Part Two: The Man with the Plan


Editor Note: The June issue of the All Point Bulletin featured the first of a two part interview with local resident Brian Calder. The first half may be found online at

As president of the Point Roberts Chamber of Commerce, Calder has been indefatigably working on behalf of the community advocating for the border to be re-opened. He has  spent countless hours contacting media outlets and has been interviewed dozens and dozens of times in attempting to break through governmental stasis and ineptitude.

All Point Bulletin: You say that the current planning rules prevent us from what its meant to achieve: small, artsy-crafty businesses on the ground floor with residences above. But that’s not the only thing holding back development on Gulf Road. What about the drainage problems and the inability to use septic systems?

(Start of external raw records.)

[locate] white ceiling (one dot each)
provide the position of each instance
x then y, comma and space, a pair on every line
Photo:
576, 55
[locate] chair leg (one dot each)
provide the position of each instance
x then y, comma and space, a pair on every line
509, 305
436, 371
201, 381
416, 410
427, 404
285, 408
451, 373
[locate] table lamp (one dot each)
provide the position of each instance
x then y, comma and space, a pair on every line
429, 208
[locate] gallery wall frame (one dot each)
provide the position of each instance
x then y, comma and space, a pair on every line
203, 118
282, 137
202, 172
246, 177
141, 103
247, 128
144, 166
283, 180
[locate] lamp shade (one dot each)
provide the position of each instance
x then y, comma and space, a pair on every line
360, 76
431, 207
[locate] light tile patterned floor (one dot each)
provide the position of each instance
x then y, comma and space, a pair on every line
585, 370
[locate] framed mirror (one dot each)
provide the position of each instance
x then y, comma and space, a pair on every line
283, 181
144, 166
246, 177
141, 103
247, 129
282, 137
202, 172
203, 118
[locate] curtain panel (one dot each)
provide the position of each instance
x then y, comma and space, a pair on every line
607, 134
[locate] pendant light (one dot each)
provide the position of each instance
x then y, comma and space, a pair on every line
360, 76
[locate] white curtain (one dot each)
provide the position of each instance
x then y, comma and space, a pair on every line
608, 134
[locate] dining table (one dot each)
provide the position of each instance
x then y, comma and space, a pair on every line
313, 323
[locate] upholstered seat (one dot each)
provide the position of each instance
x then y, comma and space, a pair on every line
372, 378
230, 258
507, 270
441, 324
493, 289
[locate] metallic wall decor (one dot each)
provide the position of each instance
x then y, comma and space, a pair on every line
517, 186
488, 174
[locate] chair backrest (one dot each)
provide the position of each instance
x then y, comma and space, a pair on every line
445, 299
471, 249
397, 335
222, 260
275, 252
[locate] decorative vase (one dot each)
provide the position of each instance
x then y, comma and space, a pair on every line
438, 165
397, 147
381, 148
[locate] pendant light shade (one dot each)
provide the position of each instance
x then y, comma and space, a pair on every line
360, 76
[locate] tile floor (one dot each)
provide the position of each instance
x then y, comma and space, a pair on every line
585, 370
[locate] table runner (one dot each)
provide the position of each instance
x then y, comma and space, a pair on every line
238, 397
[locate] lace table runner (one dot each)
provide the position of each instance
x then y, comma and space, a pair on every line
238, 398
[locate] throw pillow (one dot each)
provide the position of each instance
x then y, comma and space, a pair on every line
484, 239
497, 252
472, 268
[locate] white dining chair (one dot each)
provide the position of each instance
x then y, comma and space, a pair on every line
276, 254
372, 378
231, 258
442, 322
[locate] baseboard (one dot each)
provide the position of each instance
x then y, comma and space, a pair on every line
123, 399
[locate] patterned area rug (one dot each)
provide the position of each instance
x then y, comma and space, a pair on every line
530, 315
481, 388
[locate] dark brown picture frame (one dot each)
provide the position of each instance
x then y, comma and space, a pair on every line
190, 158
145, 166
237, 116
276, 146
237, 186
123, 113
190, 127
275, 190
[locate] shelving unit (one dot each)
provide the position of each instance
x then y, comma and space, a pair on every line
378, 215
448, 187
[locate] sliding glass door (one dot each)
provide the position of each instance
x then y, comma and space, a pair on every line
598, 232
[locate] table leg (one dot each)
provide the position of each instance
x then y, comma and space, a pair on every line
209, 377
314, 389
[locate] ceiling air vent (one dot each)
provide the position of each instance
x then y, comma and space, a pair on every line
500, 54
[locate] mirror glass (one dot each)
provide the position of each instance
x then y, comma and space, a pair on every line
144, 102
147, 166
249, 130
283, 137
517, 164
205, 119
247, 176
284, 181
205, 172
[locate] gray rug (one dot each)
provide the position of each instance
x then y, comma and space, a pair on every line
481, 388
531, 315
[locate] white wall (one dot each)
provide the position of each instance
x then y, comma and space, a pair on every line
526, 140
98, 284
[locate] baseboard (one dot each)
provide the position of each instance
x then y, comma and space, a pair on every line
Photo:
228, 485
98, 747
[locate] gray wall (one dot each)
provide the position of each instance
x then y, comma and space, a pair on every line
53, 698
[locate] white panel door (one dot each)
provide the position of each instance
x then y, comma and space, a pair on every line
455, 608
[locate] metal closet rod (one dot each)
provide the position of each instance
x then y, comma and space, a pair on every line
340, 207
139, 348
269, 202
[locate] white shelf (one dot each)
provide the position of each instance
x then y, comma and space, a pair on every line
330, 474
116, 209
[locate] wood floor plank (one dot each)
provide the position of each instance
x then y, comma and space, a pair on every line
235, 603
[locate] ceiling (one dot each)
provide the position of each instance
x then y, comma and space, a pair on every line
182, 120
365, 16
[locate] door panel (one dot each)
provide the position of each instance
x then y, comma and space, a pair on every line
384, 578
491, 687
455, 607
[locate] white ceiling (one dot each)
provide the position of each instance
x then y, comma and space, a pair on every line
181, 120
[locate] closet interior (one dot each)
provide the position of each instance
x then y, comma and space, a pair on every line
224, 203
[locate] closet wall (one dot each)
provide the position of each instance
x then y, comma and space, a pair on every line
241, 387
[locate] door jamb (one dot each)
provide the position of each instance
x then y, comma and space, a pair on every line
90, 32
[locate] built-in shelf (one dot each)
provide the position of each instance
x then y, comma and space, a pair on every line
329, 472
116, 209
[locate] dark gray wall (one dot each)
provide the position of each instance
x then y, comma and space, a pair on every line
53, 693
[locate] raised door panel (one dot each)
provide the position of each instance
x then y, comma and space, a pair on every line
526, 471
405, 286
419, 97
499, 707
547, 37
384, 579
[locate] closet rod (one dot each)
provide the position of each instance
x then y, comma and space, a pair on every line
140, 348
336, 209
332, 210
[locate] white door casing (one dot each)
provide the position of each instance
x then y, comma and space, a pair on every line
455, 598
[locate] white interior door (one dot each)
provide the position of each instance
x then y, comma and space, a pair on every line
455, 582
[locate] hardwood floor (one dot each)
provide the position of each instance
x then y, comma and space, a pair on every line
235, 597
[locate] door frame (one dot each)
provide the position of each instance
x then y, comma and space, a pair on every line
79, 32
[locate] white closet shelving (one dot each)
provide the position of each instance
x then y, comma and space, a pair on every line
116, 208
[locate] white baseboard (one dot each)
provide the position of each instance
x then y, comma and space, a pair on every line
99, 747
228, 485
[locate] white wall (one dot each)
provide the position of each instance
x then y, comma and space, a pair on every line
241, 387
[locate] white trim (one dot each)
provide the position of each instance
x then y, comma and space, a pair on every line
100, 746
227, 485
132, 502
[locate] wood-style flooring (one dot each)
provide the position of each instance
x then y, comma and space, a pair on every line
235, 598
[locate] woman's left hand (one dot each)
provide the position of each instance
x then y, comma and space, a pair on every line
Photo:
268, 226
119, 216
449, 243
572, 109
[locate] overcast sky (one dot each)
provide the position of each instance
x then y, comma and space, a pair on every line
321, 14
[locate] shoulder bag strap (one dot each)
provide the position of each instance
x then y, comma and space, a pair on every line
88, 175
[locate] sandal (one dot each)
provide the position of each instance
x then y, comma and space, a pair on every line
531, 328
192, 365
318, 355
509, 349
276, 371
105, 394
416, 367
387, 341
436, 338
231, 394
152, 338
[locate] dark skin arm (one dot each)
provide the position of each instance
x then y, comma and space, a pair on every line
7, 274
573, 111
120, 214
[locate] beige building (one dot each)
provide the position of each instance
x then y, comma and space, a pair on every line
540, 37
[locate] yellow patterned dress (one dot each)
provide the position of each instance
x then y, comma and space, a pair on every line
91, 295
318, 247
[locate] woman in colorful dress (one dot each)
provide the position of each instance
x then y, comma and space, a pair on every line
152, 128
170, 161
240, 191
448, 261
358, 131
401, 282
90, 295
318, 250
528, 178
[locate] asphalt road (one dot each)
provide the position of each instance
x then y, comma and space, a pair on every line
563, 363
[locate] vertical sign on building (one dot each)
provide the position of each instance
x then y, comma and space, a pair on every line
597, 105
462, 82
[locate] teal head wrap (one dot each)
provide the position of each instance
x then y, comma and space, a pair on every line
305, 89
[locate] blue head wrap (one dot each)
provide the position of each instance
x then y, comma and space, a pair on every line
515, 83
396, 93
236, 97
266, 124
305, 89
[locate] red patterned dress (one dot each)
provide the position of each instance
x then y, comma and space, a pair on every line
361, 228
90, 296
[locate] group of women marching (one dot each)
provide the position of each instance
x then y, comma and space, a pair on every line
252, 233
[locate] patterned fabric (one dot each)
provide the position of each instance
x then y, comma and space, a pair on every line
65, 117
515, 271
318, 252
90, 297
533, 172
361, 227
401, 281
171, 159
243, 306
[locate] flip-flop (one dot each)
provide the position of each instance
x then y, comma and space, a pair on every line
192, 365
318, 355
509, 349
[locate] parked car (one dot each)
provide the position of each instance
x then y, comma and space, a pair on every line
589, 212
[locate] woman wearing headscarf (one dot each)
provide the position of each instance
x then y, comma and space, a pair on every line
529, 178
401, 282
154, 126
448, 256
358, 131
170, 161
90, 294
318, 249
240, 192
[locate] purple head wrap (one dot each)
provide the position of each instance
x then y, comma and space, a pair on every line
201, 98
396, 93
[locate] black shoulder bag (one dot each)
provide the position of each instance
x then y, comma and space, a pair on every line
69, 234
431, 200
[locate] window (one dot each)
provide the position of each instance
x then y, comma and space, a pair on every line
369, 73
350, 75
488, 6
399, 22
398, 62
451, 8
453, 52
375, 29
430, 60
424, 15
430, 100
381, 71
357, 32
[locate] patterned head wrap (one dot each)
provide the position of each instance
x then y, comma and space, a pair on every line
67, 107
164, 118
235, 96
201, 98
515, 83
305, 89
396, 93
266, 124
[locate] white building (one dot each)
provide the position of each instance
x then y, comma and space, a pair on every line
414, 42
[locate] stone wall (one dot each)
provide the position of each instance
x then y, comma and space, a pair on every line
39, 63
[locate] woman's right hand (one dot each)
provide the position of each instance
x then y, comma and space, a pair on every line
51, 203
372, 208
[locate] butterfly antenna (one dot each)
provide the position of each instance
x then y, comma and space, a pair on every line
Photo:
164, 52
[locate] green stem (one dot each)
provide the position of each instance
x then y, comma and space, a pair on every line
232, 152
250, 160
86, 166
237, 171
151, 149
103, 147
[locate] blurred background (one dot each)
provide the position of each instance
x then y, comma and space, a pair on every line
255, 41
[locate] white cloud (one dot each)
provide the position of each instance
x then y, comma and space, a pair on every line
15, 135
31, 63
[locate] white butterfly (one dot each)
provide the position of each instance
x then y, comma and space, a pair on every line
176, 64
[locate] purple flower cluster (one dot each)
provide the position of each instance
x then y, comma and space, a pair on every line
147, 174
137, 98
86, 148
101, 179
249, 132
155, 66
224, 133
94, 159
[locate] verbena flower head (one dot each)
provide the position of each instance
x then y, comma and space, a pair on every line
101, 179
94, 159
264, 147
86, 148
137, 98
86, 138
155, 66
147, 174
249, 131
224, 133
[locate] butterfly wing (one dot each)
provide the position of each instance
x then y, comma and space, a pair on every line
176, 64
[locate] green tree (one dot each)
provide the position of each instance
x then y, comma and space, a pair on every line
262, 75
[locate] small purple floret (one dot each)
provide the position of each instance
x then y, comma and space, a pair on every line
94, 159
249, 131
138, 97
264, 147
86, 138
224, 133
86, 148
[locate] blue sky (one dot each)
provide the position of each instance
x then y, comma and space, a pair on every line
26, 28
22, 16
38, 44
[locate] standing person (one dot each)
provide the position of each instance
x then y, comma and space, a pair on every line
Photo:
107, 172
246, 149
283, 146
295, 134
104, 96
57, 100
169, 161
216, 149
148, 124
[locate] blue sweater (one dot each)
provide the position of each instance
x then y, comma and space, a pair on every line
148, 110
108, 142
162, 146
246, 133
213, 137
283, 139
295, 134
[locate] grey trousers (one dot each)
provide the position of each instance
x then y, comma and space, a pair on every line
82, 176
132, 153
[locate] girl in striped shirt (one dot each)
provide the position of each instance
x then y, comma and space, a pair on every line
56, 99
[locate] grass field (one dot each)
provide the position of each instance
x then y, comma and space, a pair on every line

Brian Calder: Well, I go back to the wetland idea. You take all that water that floods Gulf Road and direct it to the water district land to the south. But the problem is getting through to the county. You can’t get them to listen to anything. We approached them to talk about helping out during emergencies. When there’s a big wind event, the county looks after their area first and then they get to us about a week later. We pointed out to them that in the meantime, the county has all this equipment just sitting around doing nothing. Snowplows, front-end loaders, backhoes etc. It just sits there. We suggested that the local community should be able to use it.

The fire chief would run the program and the local contractors would volunteer to operate the equipment. Why don’t we have a small works roster, insured, trained, etc. so when there’s a tree down, the county could hire someone to clear it out. Nope, can’t do it, they say.

But going back to sewers, did you know that the U.S. border station is connected to the Delta sewer system? It’s been connected to the Greater Vancouver Sewer and Drainage District for over 10 years. The city of Abbotsford has been shipping part of its effluent to Sumas for quite awhile and the Tsawwassen First Nation has an agreement with the GVS to manage all of the sewage from its commercial and residential developments.

What we need is to have Whatcom County look into entering an agreement with the GVS to connect Point Roberts to their system. Instead of building a $12 or $15 million sewage treatment plant, we’d probably only need four pump stations to get it up and over the hill.

Because of our distance from the rest of the state, Point Roberts has had for many years contracts to provide other services such as water and electricity.

APB: A number of local projects have been proposed to be included in the county’s economic recovery plans to take advantage of federal assistance money such as a seasonal ferry or reviving the Gulf Road pier project. What do you think of these ideas?

BC: Well, the ferry would be a walk-on with bicycles at best. It’s skimming the top of the problem, it’s not a base core economic driver idea. The chamber of commerce has already proposed that the Port of Bellingham should buy the marina. They’ve got plenty of money. The marina property comprises 200 acres of which only 100 are used for a fully functioning marina. The rest could be sub-divided using federal post-Covid recovery money for recreational uses like a motel or other uses that would support the marina operation. They could also develop the air strip to improve access to Point Roberts and that would be extremely significant.

APB: What else could the Port do?

BC: For one thing, they could build a public boat launch inside the marina breakwater. They could provide parking and encourage the development of amenities. If you look at their other properties, they have restaurants and hotels right next to their facilities.

APB: Other than the chamber, what other groups do you belong to?

BC: I don’t do meetings unless they set a goal and accomplish it. Here, the groups don’t accomplish anything. I’ll give you an example. I approached one group who will remain nameless and said, you’re all in favor of more trees, right? Well, your approach is punitive, you’re not proactive. I’m in favor of trees, I’ve got 250 of them on my place. I’ve been in touch with the [Washington State Department of Natural Resources] and they’ve 1,000 acres in eastern Washington they use to grow seedlings for re-forestation.

We could get 200-500 seedlings and bring them in for about $1,000. I said I would pay for them and they could be planted up by the water tank at Baker Field. You could involve the school kids and the fire department. When people need trees, they could go up and transplant them. Nothing. I heard nothing back from them.

APB: You’re 80 years old. What makes you tick?

BC: Well, I always want to get things done, always have. Try to help, it’s not all about you. For too many people, it’s all about them. That’s why I chair Dollars for Scholars and have for the last five years. It helps the kids and we do precious little here in Point Roberts for them. What are we doing to nurture and develop the kids?

Thanks to Fern Peltier and the other directors, we have at least tripled the number of students and the amount we give them. It helps them get out and see other opportunities and if they get a good education and if they choose to come back, great. But if they don’t, at least they’ve been exposed to other opportunities and allowed to flourish.

I’ve always been a doer, not a yapper.